Beltane in the East Village 2008 (Wiccan Family Temple Facebook)
This spells trouble.
The Community Board that presides over Astor Place has denied a local Wiccan group’s application to celebrate the summer solstice.
The Wiccan Family Temple had planned a day of music and mystics, complete with a magical wishing well and booths manned by psychics, tarot readers, vendors of crystal balls and tabletop cauldrons, and book-signing authors, including a self-styled supermarket sorceress.
But the chairman of Community Board 2′s Sidewalks and Street Activity Committee Maury Schott told DNAinfo that the organization had to prove that the proposed street fair was “indigenous” to the street between Broadway and Lafayette, although he could not explain what that meant.

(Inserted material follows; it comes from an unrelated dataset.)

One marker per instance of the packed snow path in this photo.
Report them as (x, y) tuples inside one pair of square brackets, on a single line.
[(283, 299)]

Inside one of the group’s classes. (Wiccan Family Temple)
“We are a pagan temple,” Starr Ravenhawk, the founder and president of the Wiccan group, said at last Thursday night’s meeting. ”We belong everywhere in Manhattan because we have and hold our services everywhere in Manhattan.”
The event, which would have doubled as a fundraiser, was meant to secure funding for a permanent structure to serve as a place of worship and witch school.
The final say lies with the mayor’s Street Activity Permit Office, who last year granted the so-called annual WitchsFest USA a permit, despite a split recommendation from the community board.
And if the witches still get stonewalled, maybe they can try Broome Street.